Hello,
I have this multi-label problem where I am using a masked BCE loss. For each sample, the loss values that are masked depend on the ground truth of the sample, so the mask is dynamic according to each specific example.
There are 18 labels
and lets assume batch_size=4
. Basically, after applying the mask, the loss of a batch looks something like this:
[[0.7634, 0.4821, 0.5363, 1.0051, 0.7906, 1.2232, 0.5324, 0.6181, 0.5487,
0.0000, 0.6234, 0.0000, 0.9262, 0.6945, 0.5609, 0.2120, 0.5893, 0.5999],
[0.7202, 0.5397, 0.6313, 0.8765, 0.0000, 1.4007, 0.0000, 0.0000, 0.4348,
0.0000, 0.0000, 0.0000, 0.0000, 0.0000, 0.0000, 0.2584, 0.0000, 0.6737],
[0.7303, 0.4027, 1.0703, 0.8589, 0.0000, 1.0411, 0.0000, 0.0000, 0.9066,
0.0000, 0.0000, 0.0000, 0.0000, 0.0000, 0.0000, 0.2357, 0.0000, 0.6243],
[0.8076, 0.0000, 0.0000, 0.0000, 0.0000, 0.0000, 0.0000, 0.0000, 0.0000,
0.0000, 0.0000, 0.0000, 0.0000, 0.0000, 0.0000, 0.0000, 0.0000, 0.0000]]

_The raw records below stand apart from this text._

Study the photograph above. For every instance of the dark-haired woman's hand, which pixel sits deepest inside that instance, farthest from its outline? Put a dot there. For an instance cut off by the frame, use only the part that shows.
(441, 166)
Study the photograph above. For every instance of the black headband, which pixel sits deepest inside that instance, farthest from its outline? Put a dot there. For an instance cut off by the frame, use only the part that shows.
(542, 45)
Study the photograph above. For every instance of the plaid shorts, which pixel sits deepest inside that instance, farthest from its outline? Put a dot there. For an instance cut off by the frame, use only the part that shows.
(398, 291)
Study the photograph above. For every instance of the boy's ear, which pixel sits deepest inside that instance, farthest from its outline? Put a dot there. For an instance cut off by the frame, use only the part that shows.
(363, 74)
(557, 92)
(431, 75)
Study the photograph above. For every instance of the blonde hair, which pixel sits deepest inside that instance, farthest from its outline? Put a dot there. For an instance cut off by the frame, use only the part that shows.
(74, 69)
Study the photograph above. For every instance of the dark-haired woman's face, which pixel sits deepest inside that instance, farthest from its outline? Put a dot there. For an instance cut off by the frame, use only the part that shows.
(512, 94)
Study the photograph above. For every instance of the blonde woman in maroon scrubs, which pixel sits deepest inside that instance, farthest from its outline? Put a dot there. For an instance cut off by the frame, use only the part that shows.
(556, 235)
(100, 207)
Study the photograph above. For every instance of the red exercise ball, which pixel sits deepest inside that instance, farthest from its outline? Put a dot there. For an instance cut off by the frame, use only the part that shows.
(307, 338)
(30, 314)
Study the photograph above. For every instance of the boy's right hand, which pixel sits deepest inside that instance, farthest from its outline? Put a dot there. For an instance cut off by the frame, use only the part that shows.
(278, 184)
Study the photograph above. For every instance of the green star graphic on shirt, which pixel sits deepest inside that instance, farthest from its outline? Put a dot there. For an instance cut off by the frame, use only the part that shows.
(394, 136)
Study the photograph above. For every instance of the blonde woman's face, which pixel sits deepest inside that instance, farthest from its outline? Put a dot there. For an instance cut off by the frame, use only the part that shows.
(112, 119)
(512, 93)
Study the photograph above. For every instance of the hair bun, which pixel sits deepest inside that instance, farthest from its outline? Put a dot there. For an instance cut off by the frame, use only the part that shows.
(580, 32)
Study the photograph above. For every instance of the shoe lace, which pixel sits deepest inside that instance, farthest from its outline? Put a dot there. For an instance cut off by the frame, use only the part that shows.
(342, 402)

The first label is never masked, so for a given batch, I will always have 4 non-zero losses to average over and do a backward pass. The thing is that some labels will not contain 4 non-zero losses in a single batch, which is somewhat equivalent to reducing the batch size for those labels. Due to this, I intended to accumulate the losses of each label until I get 4 non-zero values and only then do a backward pass for that label and call optimizer.step()
.
I am having trouble implementing this. I basically tried to accumulate the loss matrix of every new batch using torch.cat()
and then do accumulated_loss[:i]
when the number of non-zero elements for column i
reaches 4 but I get the RuntimeError
Trying to backward through the graph a second time (or directly access saved variables after they have already been freed). Saved intermediate values of the graph are freed when you call .backward() or autograd.grad(). Specify retain_graph=True if you need to backward through the graph a second time or if you need to access saved variables after calling backward.
Any help would be really appreciated.